Throughout his career, Les has been committed to making a difference in the community and is one of the industry’s most generous philanthropists. In 2010, Les and his family, in conjunction with L Brands Foundation, made a historic $100 million commitment to OSU to benefit the OSU Medical Center (renamed in February 2012 the Wexner Medical Center at The Ohio State University), The Arthur G. James Cancer Hospital and Richard J. Solove Research Institute and the Wexner Center for the Arts as well as select other university initiatives. Aside from his passion for OSU, Les' other philanthropic interests include the Wexner Institute for Pediatric Research at Nationwide Children's Hospital in Columbus; the Martin Luther King Center for the Performing Arts and the Wexner Heritage Village, both in Columbus. He is a generous supporter of the United Way and was awarded the Woodrow Wilson Award for Corporate Citizenship for his commitment to the public good.
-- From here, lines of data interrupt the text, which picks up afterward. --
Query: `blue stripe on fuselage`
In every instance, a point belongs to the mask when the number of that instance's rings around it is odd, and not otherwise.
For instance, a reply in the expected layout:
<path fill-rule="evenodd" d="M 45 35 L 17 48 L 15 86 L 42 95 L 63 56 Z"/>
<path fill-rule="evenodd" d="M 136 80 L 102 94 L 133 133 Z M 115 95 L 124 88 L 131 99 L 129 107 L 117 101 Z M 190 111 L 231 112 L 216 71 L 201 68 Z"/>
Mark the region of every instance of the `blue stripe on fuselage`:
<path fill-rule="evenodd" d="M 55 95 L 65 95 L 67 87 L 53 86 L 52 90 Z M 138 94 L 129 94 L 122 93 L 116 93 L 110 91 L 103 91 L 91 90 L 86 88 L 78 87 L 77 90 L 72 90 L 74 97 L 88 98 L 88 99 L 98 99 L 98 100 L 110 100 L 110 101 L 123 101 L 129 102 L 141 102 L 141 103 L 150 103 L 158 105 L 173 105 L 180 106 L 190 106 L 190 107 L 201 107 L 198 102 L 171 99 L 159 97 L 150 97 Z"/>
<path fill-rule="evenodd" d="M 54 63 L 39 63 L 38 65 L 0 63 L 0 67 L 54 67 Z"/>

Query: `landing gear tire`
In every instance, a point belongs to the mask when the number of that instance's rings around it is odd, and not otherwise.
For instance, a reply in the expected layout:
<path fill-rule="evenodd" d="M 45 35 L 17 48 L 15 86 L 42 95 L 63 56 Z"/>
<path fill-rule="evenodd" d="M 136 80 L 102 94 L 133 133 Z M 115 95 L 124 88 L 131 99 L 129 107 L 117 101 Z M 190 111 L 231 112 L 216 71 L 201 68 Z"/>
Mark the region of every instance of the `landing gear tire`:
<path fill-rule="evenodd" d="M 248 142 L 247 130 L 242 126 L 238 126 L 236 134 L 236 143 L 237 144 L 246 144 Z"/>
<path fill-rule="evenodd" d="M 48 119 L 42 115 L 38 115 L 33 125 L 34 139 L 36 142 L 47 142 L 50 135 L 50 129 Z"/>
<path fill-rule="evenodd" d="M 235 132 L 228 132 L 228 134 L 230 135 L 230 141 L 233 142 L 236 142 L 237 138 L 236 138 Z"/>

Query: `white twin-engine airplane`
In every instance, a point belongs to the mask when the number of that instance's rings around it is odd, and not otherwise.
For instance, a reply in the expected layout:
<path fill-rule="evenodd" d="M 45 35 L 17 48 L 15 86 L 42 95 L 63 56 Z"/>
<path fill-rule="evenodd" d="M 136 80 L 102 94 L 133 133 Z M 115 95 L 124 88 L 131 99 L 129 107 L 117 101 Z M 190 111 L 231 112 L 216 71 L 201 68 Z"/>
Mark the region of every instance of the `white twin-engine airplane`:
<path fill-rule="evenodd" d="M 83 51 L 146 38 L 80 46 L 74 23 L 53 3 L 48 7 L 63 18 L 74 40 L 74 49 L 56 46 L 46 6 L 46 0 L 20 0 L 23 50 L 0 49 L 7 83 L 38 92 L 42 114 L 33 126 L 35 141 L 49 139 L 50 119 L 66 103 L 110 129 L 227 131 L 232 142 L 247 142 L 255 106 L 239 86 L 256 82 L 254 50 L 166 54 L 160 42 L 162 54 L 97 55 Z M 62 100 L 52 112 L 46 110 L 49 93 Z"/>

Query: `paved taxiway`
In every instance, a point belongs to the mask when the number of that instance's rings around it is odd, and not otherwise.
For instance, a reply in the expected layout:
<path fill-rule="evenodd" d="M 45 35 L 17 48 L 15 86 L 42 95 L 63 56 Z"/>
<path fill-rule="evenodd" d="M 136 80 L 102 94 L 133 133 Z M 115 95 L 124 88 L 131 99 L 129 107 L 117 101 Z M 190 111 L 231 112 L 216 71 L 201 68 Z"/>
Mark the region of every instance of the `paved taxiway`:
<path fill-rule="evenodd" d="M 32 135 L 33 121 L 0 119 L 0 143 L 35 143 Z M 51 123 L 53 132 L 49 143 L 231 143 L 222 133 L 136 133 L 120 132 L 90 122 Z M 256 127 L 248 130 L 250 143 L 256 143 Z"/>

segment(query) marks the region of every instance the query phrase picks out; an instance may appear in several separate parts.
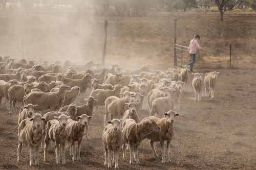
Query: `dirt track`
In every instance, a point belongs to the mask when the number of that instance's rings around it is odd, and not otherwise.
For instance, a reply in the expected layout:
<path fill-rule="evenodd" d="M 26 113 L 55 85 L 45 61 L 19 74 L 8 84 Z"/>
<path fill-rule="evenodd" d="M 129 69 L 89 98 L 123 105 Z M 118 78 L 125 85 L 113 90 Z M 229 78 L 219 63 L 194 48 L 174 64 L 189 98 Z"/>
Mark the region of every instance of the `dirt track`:
<path fill-rule="evenodd" d="M 209 70 L 198 69 L 199 72 Z M 211 70 L 214 71 L 214 70 Z M 172 142 L 171 163 L 162 164 L 159 143 L 155 143 L 159 157 L 154 158 L 149 140 L 142 142 L 139 151 L 141 164 L 130 165 L 119 153 L 121 169 L 255 169 L 256 155 L 254 128 L 256 97 L 255 69 L 218 70 L 218 86 L 215 99 L 194 100 L 189 77 L 188 92 L 181 92 L 181 109 L 175 123 L 175 136 Z M 4 100 L 3 100 L 4 102 Z M 3 105 L 4 106 L 4 105 Z M 17 115 L 9 115 L 2 109 L 0 119 L 0 169 L 102 169 L 104 149 L 102 143 L 103 107 L 93 115 L 89 131 L 90 140 L 82 142 L 80 162 L 73 162 L 66 149 L 66 165 L 56 165 L 55 154 L 50 151 L 48 162 L 39 154 L 38 166 L 29 165 L 28 148 L 23 148 L 20 162 L 17 161 Z M 149 111 L 144 108 L 142 119 Z M 129 151 L 126 151 L 128 157 Z"/>

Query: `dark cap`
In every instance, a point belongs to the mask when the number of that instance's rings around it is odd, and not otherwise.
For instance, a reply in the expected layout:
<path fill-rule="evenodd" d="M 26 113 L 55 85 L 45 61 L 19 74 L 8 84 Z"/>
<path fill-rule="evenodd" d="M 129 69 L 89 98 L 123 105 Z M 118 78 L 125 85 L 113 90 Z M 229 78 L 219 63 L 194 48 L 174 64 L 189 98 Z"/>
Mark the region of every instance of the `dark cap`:
<path fill-rule="evenodd" d="M 199 39 L 200 39 L 200 36 L 199 35 L 196 35 L 195 36 L 194 36 L 195 38 L 198 38 Z"/>

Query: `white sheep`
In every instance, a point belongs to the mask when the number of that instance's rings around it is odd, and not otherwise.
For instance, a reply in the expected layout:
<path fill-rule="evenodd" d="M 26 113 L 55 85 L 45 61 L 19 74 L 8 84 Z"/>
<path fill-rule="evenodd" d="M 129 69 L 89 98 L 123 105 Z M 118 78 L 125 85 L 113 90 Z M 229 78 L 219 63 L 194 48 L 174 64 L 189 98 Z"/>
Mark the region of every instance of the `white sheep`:
<path fill-rule="evenodd" d="M 162 163 L 166 163 L 166 161 L 170 162 L 169 153 L 170 141 L 174 135 L 173 124 L 175 120 L 175 117 L 178 116 L 179 113 L 175 113 L 174 111 L 169 110 L 164 113 L 164 115 L 165 117 L 161 119 L 154 116 L 151 116 L 145 117 L 142 120 L 151 118 L 155 120 L 160 127 L 159 131 L 153 131 L 151 134 L 146 135 L 145 137 L 150 139 L 150 145 L 152 149 L 154 156 L 155 157 L 158 157 L 158 155 L 157 155 L 156 149 L 154 146 L 154 142 L 160 141 L 162 148 Z M 165 160 L 165 158 L 164 157 L 164 141 L 166 141 L 167 142 L 167 160 Z"/>
<path fill-rule="evenodd" d="M 114 151 L 113 164 L 115 168 L 119 169 L 118 153 L 123 144 L 123 135 L 122 132 L 122 119 L 114 119 L 108 122 L 110 125 L 106 126 L 103 131 L 102 141 L 105 149 L 105 162 L 104 164 L 111 168 L 112 151 Z M 109 161 L 108 163 L 108 158 Z"/>
<path fill-rule="evenodd" d="M 160 128 L 153 119 L 146 119 L 139 124 L 131 118 L 127 118 L 123 123 L 122 132 L 123 133 L 124 144 L 123 144 L 123 159 L 126 159 L 125 145 L 129 144 L 130 148 L 130 163 L 133 164 L 133 158 L 135 152 L 136 161 L 139 161 L 139 147 L 146 135 L 153 131 L 158 131 Z"/>
<path fill-rule="evenodd" d="M 70 116 L 61 114 L 58 117 L 54 116 L 55 119 L 49 121 L 46 127 L 46 137 L 45 139 L 44 160 L 47 160 L 47 150 L 50 140 L 55 144 L 56 159 L 57 164 L 60 164 L 60 147 L 61 150 L 62 164 L 66 164 L 65 161 L 65 143 L 69 138 L 69 133 L 67 130 L 68 119 Z"/>
<path fill-rule="evenodd" d="M 118 116 L 119 119 L 121 119 L 121 116 L 125 112 L 124 110 L 125 103 L 129 102 L 130 97 L 133 96 L 133 93 L 127 91 L 125 91 L 123 93 L 120 93 L 120 94 L 122 95 L 123 97 L 119 99 L 115 96 L 111 96 L 105 101 L 105 126 L 109 113 L 111 114 L 111 119 L 113 119 L 114 116 Z"/>
<path fill-rule="evenodd" d="M 214 71 L 207 72 L 204 75 L 205 83 L 205 95 L 214 98 L 214 90 L 217 85 L 217 77 L 219 72 Z"/>
<path fill-rule="evenodd" d="M 82 136 L 84 129 L 87 125 L 89 125 L 90 121 L 92 119 L 92 116 L 88 116 L 87 114 L 82 114 L 81 116 L 76 117 L 78 119 L 78 122 L 68 120 L 67 130 L 69 133 L 69 138 L 68 141 L 70 142 L 71 156 L 73 155 L 73 161 L 80 161 L 80 150 L 81 143 L 82 142 Z M 76 158 L 76 147 L 75 142 L 77 141 L 77 157 Z"/>
<path fill-rule="evenodd" d="M 22 147 L 24 144 L 28 147 L 30 151 L 30 165 L 34 165 L 34 160 L 35 160 L 35 165 L 39 165 L 39 150 L 42 137 L 42 120 L 45 121 L 46 119 L 39 114 L 35 113 L 31 118 L 24 119 L 19 124 L 18 129 L 18 161 L 20 161 Z M 34 158 L 34 150 L 35 150 Z"/>
<path fill-rule="evenodd" d="M 192 73 L 195 77 L 192 81 L 192 86 L 195 91 L 195 100 L 200 101 L 202 95 L 202 91 L 204 87 L 204 81 L 203 77 L 201 75 L 202 74 Z"/>

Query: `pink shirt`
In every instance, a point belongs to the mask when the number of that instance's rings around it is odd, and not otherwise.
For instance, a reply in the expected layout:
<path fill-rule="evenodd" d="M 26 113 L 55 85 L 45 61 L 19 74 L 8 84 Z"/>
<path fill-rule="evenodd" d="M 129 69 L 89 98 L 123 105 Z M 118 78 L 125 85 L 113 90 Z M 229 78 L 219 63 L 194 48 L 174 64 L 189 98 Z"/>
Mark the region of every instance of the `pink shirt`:
<path fill-rule="evenodd" d="M 193 39 L 190 41 L 189 46 L 188 47 L 188 51 L 190 54 L 196 54 L 197 52 L 197 46 L 198 49 L 202 49 L 202 47 L 199 45 L 196 39 Z"/>

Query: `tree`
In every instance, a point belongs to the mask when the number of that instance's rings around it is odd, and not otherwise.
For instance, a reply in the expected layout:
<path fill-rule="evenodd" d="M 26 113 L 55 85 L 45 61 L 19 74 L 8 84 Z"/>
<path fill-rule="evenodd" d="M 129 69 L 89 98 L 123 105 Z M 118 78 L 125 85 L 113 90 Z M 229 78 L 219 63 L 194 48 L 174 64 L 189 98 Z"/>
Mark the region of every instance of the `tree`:
<path fill-rule="evenodd" d="M 216 4 L 221 14 L 221 21 L 223 21 L 225 12 L 238 8 L 243 0 L 211 0 Z"/>

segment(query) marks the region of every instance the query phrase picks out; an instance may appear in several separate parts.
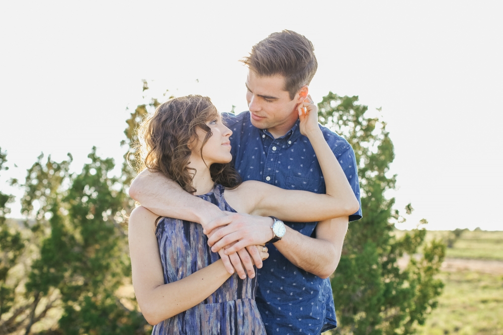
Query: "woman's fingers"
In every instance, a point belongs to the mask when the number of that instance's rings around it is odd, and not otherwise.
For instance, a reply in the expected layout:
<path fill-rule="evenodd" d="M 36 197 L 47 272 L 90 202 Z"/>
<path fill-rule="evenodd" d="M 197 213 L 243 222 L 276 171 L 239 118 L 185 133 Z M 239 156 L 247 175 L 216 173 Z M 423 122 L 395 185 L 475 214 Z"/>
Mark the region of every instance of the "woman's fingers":
<path fill-rule="evenodd" d="M 255 269 L 254 269 L 253 263 L 252 263 L 252 258 L 250 257 L 248 252 L 245 249 L 241 249 L 237 252 L 237 255 L 239 256 L 241 261 L 243 262 L 243 265 L 244 265 L 244 268 L 246 269 L 248 277 L 250 278 L 255 277 Z M 243 274 L 242 275 L 240 275 L 239 277 L 241 279 L 244 279 L 246 278 L 246 276 Z"/>
<path fill-rule="evenodd" d="M 248 253 L 250 254 L 250 257 L 252 257 L 252 259 L 253 260 L 253 262 L 255 264 L 255 266 L 258 269 L 260 269 L 262 267 L 262 256 L 259 251 L 258 248 L 262 248 L 262 246 L 257 245 L 248 245 L 246 247 L 246 249 L 248 250 Z M 261 249 L 262 250 L 262 249 Z"/>
<path fill-rule="evenodd" d="M 226 255 L 223 253 L 223 250 L 222 250 L 221 253 L 219 253 L 219 254 L 220 256 L 220 259 L 222 260 L 222 263 L 223 263 L 223 266 L 225 267 L 225 270 L 227 272 L 232 274 L 234 273 L 234 267 L 232 266 L 232 264 L 230 263 L 230 259 L 229 258 L 228 255 Z"/>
Brad Power, founder, CXcelerator; blogger, Harvard Business Review
Brad Power has consulted and conducted research on process innovation and business transformation for over 35 years. He works with companies that must make faster changes to their products, services, and systems to compete with startups and leading software companies, creating organizations that are built to innovate. From his early days at CSC Index and with Michael Hammer in the 1990s to his more recent experience at the Lean Enterprise Institute, he has had a passion for developing continuous innovation as a key capability, embedded in the corporate culture.
In his recent consulting he has worked with organizations to define and launch "journeys" to improve the way they do their work for customers and run experiments that build capabilities and learning. For the last five years he's been focused on reengineering the process of innovation for speed, building on work with the Lean Enterprise Institute, Hammer and Company, and FCB Partners. You can see some of his research insights in his articles for The Harvard Business Review and Forbes at bradfordpower.tumblr.com. He has advised clients across industries, with a focus on healthcare, financial services, and travel.
Chris Caplice, Executive Director, Center for Transportation and Logistics
Massachusetts Institute of Technology
Dr. Caplice is the Executive Director of the Center for Transportation & Logistics (CTL) at the Massachusetts Institute of Technology. In this role, he is responsible for the planning and management of the research, education, and corporate outreach programs for the center to include the Supply Chain Exchange and the Master of Engineering in Logistics (MLOG) graduate program. He is also the founder of the MIT FreightLab – a research initiative that focuses on improving the way freight transportation is designed, procured, and managed. His primary research is in the design, procurement, and management of freight transportation systems to include combinatorial auctions, robust planning, and performance metrics. He has presented and published in numerous business and academic conferences and journals.
Prior to joining MIT, Dr. Caplice held senior management positions in supply chain consulting, product development, and professional services at several companies to include Logistics.com, SABRE, and PTCG. He is also the Chief Scientist for Chainalytics, the leading analytical supply chain consulting firm. In this role, he pioneered and leads the Chainalytics Model Based Benchmarking Consortium (MBBC).